Honda to Debut Rolling Family Room, Other Weird Mobility Concepts in Tokyo

It wouldn’t be a Tokyo Motor Show without a few bizarre unveilings and Honda has more than a few waiting in the wings year.

Part of Tokyo Connected Lab 2017, the show’s theme exhibit, this automaker is revealing its vision of future transportation with four unique mobility concepts, all of which are making their global debuts.


Up first, the Honda IeMobi Concept, which aims to connect the home and car in unforeseen ways. Essentially a box on wheels, this vehicle has an airy cabin and flexible seating. With trim dimensions and friendly sightlines, it would probably be supremely useful in tight urban areas.

But the biggest trick up the IeMobi Concept’s sleeve is that when it’s parked it can become an extension of the home, an extra room with around five-square meters of space.
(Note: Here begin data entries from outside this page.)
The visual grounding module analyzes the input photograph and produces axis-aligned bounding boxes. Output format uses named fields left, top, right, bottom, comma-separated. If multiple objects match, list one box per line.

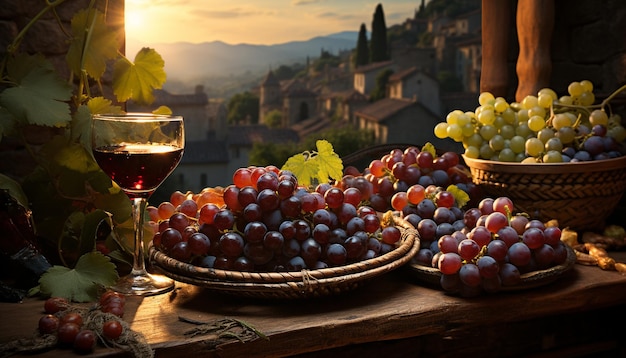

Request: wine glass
left=91, top=113, right=185, bottom=296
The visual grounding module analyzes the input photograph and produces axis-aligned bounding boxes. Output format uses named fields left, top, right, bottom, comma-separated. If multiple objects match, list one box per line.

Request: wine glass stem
left=132, top=197, right=148, bottom=276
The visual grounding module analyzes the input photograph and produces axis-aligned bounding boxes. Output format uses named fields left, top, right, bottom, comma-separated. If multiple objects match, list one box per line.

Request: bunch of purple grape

Accordingly, it could serve as a storage pantry, a place to entertain guests or just a spot to relax after a long day at the office.

This concept suggests that in the future cars and homes could merge into one thing. Too bad this has already been done; apparently, no one at Honda has ever tried living in a van (down by the river!).

SEE ALSO: 2017 Tokyo Motor Show Coverage


Essentially an electric wheelchair for two, the Honda FureMobi is designed to make it easier for disabled individuals to get around, but it also allows them to bring company. In addition to a cushy front seat, there’s a smaller platform immediately behind, providing a space for someone else to stand. If the IeMobi connects the home and car, this concept connects people.


Continuing this theme, the ChairMobi concept makes getting around as easy as walking. Compact in size and incredibly maneuverable, this vehicle can easily roll along in crowds of pedestrians. It’s also stable on slopes and features an adjustable cushion that can easily move a rider from chair height to eye-level.


And then there’s the Ai-Miimo Concept, which looks like a small, friendly robot. Based on Honda’s autonomous electric lawnmower, the Miimo, this vehicle “…goes beyond a convenient tool to become a partner, like a pet or family member, bringing richness and a smile to everyday living.” We’re not exactly what you’d use this thing for, but it sure looks futuristic.


Finally, it’s worth mentioning the RoboCas Concept, which will be featured at the Honda booth proper. With a reconfigurable carrying space, this vehicle appears to be something of a self-driving shopping cart or wheelbarrow. It can carry things, people or perhaps even serve as an outdoor food cart. Honda’s autonomous mobility technology allows the RoboCas to follow people, very dog-like behavior.